Indeed, many of the rules that apply to first person also apply to third person limited. The author is allowed to tell the story from the perspectives of one character – and ONLY one character. A good example of this can be found in J.K. Rowling’s “Harry Potter” series. For a good majority of the books, the reader is only allowed to see the events and activities unfolding around the titular character, and his reactions to them. He certainly can see the expressions of the others around him, but the reader is not put into their minds. We only see things through Harry’s eyes.
As a result, this can actually be a good blend of first person and third person objective. Our narrator has an inside track to he thoughts and feelings of the main character and is presenting it to the reader in a detailed fashion. However, he narrator also is fixed to that character. The reader is not going to bounce around into the minds of the other characters.

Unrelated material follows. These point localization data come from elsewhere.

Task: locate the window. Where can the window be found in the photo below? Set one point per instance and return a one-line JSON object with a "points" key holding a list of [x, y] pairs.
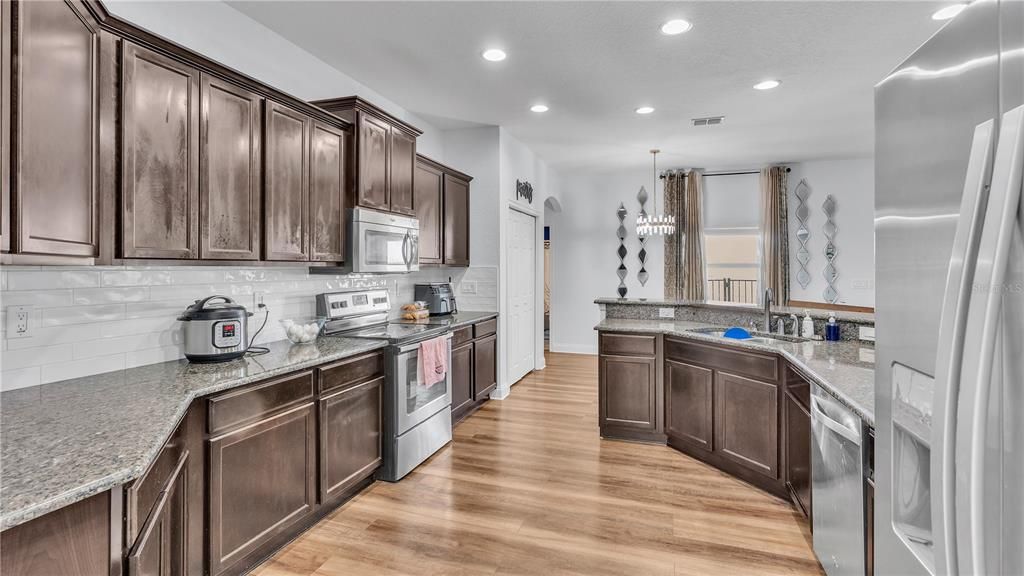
{"points": [[732, 239]]}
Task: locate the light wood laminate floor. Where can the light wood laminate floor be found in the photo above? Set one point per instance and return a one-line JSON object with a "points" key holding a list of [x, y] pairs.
{"points": [[528, 487]]}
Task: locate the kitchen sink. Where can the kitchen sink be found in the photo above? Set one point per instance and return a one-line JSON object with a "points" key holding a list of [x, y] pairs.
{"points": [[756, 337]]}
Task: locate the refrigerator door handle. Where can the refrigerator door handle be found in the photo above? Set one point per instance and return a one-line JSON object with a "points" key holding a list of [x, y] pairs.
{"points": [[982, 333], [951, 325]]}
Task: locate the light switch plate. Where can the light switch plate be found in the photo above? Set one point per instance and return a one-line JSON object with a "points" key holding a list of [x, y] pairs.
{"points": [[17, 322]]}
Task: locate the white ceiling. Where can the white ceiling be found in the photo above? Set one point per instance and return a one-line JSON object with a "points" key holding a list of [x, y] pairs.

This is one of my favorite perspectives to write, to be honest. It allows the author to maintain some mystery about their character (since not everything about the character needs to be revealed at any time), but still allows the reader to get emotionally attached to the main character, to relate with his or her experiences and see the world through their perspectives. It also gives the writer an attempt to “step away” from the character from time to time to help explain things to the reader. For example, if a villain put some form of powerful hallucinogen into the main character’s food, that may be difficult to indicate what’s happening from a first person perspective. it’s easier to write about the character staggering about and taking swings at enemies that aren’t really there while the others in the room mock and laugh at the main character’s plight.
The limitations to this perspective are similar to those of the first person perspective – with the exception, of course, that they author can avoid the situations of trying to write from an insane or drug-induced state. The author is still prohibited from moving into the mindsets of other characters. The reader may still find themselves associating with a character that makes them uncomfortable – although since the main character is generally the hero of the story, this is much less likely than when writing from first person. It’s possible that the reason why this writing style tends to be preferred is because it has the fewest limitations or drawbacks of any of the styles. It’s a fairly easy one to write from, and it helps to draw the reader in. Score on both counts!
So with that in mind, let’s take a look at the scenario which I proposed in Week 1, but from the third character in my scene.
Pat watched the mouse as it poked its head out from under the paper. It sniffed the air, its whiskers twitching. Pat froze in place, refusing to move as the mouse scurried about looking for food. He glanced over to see a thin, orange-striped cat hunker down, its tail held high in the air and twitching.
Pat’s stomach grumbled as he watched the cat. “At least one of us will get fed tonight,” he thought to himself. He wondered if it was going to be the mouse, or the cat, that would leave the dark alley with a full stomach. He watched, envious of both of them, and wondered which would get what they sought.